Storey County windmill project’s chances are blowing in the wind

Dave Frank
Nevada Appeal Staff Writer

Storey County could ban a 69-windmill project not only near tourist towns but almost anywhere in the county.

The county planning commission looked at the ordinance Thursday night that could affect a windmill project planned for the mountains north of Carson City and west of Virginia City.

The draft ordinance bans commercial windmills visible from the 19th century mining towns of Virginia City and Gold Hill. Projects also must promote “undistributed viewsheds,” protect “the integrity of natural landscapes” and allow an “economically sustainable climate for tourism.”

The ordinance may need to protect almost all the county from the sight of commercial windmills under the ordinance besides just historic towns, said Community

Development Director Dean Haymore.

Defining Virginia City and Gold Hill as the only historic areas could be too restrictive for the county’s rich heritage, he said.

Reno-based Great Basin Wind is planning the $200 to $400 million New Comstock

Wind Energy Project with more than 300-foot-tall windmills that could generate energy for thousands of homes.
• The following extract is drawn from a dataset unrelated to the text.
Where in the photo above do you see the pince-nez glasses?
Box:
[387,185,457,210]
The company is going through what could be a two-year application process with the U.S. Bureau of Land Management that will determine more details about the project.

The bureau will go to the planning commissions of Storey County on Feb. 19 and Carson City on Feb. 25 to present its environmental report on the project.

Storey County Planner Austin Osborne said the point of the meeting Thursday was not to talk about the Great Basin Wind project. The county saw a while ago that renewable energy was becoming more popular and wanted to start to plan for the future, he said.

The county supports renewable energy, just in the right place, Haymore said.

“We want an ordinance that works,” he said. “We want an ordinance that is fair.”

The county couldn’t stop windmills altogether even if it wanted to because of a green-friendly state law, he said.

A rule proposed at the meeting that would require windmills more than 65 feet tall to get special approval would make it more difficult for a commercial wind farm to be built.